The young men had to undergo a bizarre selection process. They were sent to the most undesired spot outside Paris, the slaughtering ground, to capture and draw in detail the horses and cows as they met their deaths, and then their entrails. They also had to draw the cuts of flesh as they were presented at the fly-infested markets of Paris.
“A strange assignment, indeed,” complained Armand as he sloshed through a knee-deep combination of mud and animal excrement in a dawn downpour. “This one will surely cost me a new pair of boots.”
“I believe they want to see how we tackle the obscure,” reasoned Francois. “They’re testing our ability to overcome the conditions and focus attention on the object at hand. Stop thinking of your boots and focus on the reward. We will see the world! We can do this.”
The two friends were selected and sailed with Napoleon’s mission of to Egypt, where they participated in forming the Institut d’Egypte outside Cairo and established their headquarters.

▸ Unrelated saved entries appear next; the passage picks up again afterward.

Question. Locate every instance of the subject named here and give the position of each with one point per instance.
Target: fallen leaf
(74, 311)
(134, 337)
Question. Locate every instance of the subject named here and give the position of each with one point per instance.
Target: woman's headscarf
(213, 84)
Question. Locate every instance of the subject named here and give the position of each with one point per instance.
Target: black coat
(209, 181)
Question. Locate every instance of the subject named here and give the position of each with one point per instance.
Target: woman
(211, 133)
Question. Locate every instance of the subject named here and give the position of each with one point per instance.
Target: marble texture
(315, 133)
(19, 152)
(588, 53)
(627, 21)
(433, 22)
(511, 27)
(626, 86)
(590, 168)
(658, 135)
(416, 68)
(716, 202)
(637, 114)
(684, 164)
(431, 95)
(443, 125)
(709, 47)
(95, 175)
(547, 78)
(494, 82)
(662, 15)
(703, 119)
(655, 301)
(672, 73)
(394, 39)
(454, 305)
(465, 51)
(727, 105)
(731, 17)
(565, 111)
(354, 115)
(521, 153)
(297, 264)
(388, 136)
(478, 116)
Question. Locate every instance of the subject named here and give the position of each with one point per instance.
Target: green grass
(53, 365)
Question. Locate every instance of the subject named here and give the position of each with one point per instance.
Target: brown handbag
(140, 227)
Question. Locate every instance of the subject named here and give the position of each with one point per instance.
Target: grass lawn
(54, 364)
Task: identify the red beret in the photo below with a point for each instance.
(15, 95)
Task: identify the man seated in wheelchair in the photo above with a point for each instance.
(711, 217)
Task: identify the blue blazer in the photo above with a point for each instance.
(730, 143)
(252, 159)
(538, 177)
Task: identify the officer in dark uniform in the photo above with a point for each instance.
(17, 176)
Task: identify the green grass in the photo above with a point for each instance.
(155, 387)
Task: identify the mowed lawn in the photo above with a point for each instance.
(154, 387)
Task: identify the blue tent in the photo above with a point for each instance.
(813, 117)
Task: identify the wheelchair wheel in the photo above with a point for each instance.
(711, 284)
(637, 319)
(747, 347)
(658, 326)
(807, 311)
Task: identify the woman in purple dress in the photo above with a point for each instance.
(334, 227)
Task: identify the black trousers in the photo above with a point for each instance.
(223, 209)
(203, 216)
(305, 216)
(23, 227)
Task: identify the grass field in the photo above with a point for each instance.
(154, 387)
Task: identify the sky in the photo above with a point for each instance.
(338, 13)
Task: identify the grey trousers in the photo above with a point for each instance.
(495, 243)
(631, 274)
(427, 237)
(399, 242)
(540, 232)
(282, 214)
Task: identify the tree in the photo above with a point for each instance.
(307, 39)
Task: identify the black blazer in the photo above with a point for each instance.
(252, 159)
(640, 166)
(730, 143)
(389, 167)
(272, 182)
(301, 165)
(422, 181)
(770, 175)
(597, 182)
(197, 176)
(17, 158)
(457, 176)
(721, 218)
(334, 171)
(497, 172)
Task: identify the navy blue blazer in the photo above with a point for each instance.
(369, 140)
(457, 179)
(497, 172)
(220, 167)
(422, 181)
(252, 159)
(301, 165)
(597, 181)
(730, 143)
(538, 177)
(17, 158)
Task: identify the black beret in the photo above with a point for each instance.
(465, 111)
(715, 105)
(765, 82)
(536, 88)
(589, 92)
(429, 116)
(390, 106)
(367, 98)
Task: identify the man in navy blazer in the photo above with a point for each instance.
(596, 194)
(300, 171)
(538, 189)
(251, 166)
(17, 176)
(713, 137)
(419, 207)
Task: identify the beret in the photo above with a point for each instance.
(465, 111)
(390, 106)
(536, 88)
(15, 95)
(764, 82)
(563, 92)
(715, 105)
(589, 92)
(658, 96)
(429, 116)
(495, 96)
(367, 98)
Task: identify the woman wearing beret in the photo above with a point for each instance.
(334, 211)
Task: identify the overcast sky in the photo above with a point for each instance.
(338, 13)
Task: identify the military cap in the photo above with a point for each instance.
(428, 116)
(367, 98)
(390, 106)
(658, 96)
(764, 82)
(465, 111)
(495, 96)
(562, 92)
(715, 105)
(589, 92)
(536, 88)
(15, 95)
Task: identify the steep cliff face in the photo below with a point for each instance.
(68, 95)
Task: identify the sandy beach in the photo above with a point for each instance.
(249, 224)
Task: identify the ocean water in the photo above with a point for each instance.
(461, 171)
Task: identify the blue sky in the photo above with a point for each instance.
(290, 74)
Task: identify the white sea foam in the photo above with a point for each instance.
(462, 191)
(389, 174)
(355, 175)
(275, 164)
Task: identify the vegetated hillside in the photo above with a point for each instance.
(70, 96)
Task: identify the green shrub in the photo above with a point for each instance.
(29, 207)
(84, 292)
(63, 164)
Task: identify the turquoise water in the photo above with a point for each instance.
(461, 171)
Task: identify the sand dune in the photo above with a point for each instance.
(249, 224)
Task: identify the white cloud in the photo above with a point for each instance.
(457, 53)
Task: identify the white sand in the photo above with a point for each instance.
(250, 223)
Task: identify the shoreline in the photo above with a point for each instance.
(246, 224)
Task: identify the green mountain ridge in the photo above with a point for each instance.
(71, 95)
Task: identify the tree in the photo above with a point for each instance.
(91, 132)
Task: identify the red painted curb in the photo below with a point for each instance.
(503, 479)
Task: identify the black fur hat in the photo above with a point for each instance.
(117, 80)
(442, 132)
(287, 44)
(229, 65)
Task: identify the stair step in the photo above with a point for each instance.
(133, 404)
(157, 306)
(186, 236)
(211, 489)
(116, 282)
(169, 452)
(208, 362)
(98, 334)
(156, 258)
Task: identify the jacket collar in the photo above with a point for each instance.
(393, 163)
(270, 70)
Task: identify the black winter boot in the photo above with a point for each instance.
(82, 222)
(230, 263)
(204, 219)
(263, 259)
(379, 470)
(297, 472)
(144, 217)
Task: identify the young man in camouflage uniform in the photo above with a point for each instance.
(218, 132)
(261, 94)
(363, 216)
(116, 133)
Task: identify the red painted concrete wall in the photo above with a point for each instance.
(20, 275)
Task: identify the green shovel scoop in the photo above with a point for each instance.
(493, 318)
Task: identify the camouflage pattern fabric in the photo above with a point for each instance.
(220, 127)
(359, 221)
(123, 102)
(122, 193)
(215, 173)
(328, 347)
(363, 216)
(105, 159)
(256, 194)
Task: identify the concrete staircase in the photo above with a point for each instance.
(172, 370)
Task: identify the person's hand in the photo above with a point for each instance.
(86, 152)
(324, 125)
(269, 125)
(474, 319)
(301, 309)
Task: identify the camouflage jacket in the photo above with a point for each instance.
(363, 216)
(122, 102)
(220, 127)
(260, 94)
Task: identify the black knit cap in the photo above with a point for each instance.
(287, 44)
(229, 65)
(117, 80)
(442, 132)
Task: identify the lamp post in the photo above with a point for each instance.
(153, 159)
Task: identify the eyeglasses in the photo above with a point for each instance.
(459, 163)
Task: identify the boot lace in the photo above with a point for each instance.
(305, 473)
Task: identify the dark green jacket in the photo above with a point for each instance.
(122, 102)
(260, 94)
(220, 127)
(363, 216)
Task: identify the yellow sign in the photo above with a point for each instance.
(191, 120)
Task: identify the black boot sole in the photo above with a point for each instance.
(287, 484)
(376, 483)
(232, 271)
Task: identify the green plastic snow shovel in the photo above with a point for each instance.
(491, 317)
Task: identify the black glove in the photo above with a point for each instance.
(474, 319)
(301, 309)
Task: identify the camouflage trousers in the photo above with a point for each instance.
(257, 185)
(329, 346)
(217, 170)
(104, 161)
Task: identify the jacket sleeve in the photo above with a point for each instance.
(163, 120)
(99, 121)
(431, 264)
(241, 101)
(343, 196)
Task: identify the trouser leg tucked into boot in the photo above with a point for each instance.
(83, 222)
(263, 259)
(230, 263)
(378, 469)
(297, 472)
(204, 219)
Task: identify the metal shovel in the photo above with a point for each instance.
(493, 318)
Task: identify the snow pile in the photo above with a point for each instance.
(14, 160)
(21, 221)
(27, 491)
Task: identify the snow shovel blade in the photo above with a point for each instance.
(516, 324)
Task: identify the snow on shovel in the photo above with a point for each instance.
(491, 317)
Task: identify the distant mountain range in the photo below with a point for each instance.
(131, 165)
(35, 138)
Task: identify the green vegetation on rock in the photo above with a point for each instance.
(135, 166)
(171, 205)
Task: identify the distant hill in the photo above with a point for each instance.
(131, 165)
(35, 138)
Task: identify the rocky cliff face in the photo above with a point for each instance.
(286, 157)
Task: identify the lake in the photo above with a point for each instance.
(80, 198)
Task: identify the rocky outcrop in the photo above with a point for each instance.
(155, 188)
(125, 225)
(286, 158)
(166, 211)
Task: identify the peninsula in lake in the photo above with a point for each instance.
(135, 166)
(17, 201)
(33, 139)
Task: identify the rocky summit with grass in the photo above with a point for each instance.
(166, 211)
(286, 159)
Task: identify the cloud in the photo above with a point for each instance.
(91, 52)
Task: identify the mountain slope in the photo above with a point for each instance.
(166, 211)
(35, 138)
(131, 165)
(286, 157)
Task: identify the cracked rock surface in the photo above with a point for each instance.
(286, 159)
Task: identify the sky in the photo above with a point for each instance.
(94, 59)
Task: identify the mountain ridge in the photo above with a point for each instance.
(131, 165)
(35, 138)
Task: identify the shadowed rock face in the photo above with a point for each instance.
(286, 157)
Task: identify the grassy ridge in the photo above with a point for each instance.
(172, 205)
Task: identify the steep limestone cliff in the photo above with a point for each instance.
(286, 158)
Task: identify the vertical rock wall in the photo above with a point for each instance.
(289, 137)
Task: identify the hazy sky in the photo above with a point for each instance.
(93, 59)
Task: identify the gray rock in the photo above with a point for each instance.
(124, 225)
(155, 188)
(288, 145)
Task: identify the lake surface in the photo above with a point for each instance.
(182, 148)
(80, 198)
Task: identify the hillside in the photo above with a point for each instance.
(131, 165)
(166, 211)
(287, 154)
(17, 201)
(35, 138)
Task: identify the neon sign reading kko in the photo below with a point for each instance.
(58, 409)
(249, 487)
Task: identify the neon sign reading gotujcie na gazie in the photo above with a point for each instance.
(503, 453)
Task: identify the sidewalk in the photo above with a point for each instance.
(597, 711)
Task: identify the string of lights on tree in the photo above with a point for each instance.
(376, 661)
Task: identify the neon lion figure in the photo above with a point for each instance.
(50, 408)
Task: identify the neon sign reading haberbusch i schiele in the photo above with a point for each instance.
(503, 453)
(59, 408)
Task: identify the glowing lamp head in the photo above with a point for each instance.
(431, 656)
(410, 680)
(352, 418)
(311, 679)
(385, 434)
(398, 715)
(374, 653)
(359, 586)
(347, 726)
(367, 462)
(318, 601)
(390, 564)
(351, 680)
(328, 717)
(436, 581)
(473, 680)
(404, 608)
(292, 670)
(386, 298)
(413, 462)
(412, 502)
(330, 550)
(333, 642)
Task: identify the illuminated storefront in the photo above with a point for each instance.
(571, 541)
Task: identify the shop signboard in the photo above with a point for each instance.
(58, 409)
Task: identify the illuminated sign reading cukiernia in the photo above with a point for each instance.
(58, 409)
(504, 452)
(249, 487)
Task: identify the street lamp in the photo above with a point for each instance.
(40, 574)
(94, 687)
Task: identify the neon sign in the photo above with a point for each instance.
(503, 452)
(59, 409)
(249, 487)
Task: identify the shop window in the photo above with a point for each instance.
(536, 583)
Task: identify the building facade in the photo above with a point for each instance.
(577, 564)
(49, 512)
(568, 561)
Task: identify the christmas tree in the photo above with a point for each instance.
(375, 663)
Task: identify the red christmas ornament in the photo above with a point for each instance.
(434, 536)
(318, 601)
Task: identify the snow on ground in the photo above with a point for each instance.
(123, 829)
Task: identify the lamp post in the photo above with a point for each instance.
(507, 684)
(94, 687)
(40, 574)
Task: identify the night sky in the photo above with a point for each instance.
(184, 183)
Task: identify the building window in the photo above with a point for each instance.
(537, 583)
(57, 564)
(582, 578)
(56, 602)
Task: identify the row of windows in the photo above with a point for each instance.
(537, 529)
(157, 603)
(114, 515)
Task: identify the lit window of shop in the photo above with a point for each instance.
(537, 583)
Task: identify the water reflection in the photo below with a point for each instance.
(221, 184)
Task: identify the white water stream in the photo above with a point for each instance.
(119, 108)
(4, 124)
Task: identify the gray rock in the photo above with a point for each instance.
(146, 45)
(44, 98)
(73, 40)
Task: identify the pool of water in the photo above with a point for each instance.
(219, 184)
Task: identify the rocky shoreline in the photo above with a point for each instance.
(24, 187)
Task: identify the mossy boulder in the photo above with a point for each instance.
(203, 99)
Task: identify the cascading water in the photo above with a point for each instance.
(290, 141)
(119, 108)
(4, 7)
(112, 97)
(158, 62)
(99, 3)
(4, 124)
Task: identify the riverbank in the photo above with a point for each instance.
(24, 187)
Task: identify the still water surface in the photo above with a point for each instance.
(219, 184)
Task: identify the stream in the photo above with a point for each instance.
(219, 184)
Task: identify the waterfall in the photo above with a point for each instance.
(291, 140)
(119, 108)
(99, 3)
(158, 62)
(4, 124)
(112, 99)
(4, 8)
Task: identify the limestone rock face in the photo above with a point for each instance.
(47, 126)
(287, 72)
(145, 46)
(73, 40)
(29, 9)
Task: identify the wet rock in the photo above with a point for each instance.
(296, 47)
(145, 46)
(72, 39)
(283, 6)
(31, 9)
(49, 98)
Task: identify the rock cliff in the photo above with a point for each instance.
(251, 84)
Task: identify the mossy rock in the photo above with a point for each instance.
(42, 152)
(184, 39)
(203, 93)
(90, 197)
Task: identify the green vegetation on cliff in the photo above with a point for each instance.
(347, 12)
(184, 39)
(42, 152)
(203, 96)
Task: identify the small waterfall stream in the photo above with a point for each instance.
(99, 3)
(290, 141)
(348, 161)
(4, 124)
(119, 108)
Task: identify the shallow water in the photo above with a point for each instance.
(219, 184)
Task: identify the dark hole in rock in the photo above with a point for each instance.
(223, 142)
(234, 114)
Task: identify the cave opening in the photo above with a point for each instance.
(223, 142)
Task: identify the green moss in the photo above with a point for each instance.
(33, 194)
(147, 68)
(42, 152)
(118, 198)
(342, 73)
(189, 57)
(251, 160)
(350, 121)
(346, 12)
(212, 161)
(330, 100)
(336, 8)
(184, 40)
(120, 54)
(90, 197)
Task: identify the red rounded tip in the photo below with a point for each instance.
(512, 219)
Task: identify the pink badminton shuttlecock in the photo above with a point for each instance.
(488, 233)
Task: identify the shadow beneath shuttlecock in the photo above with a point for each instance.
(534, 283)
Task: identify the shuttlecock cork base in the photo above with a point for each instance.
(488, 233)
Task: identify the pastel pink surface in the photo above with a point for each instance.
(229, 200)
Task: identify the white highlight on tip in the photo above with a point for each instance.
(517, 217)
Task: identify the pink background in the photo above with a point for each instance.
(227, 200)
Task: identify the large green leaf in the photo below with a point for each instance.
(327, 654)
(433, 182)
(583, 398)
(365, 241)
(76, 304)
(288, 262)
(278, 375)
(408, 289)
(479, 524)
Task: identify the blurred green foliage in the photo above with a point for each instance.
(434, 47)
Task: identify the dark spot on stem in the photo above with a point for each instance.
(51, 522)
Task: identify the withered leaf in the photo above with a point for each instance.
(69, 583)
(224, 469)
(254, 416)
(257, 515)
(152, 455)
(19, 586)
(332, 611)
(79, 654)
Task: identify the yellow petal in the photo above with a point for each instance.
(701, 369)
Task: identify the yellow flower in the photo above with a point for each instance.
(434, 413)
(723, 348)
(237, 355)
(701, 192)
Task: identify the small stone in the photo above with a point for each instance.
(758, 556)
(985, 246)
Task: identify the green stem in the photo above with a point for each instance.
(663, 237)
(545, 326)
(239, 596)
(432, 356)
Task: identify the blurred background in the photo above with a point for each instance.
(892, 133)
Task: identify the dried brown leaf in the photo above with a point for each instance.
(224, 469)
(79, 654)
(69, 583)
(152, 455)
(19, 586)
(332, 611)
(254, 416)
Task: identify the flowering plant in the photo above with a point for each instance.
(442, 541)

Armand, unfortunately, met his fate with mosquitoes along the Nile River and died from symptoms of malaria, while Francois, although suffering a brief bout of cholera, produced a large number of drafts and drawings which were put onto plates and included in the first edition of the great work, The Description of Egypt. When Francois made it home, as compensation for his efforts, he was honored with me, a full set of the massive volumes, and as he had no children, he left these to his nephew, Eugene Guyot (1800-1876).
“These books are for you, lad, offered the aging Francois. “I cannot hold on to them, and they must stay within the family. They are proof that we Guyots participated in Napoleon’s momentous mission to Egypt. Keep and display them with pride.”
“Where shall I put them, Uncle?” asked Eugene, daunted by my gargantuan size. I can’t just line these up on the bookshelves in our library.”
“You’ll have to lay them flat on a table and stack them high, all twenty-three volumes,” replied his uncle. Inheritance was already proving to be an onerous burden.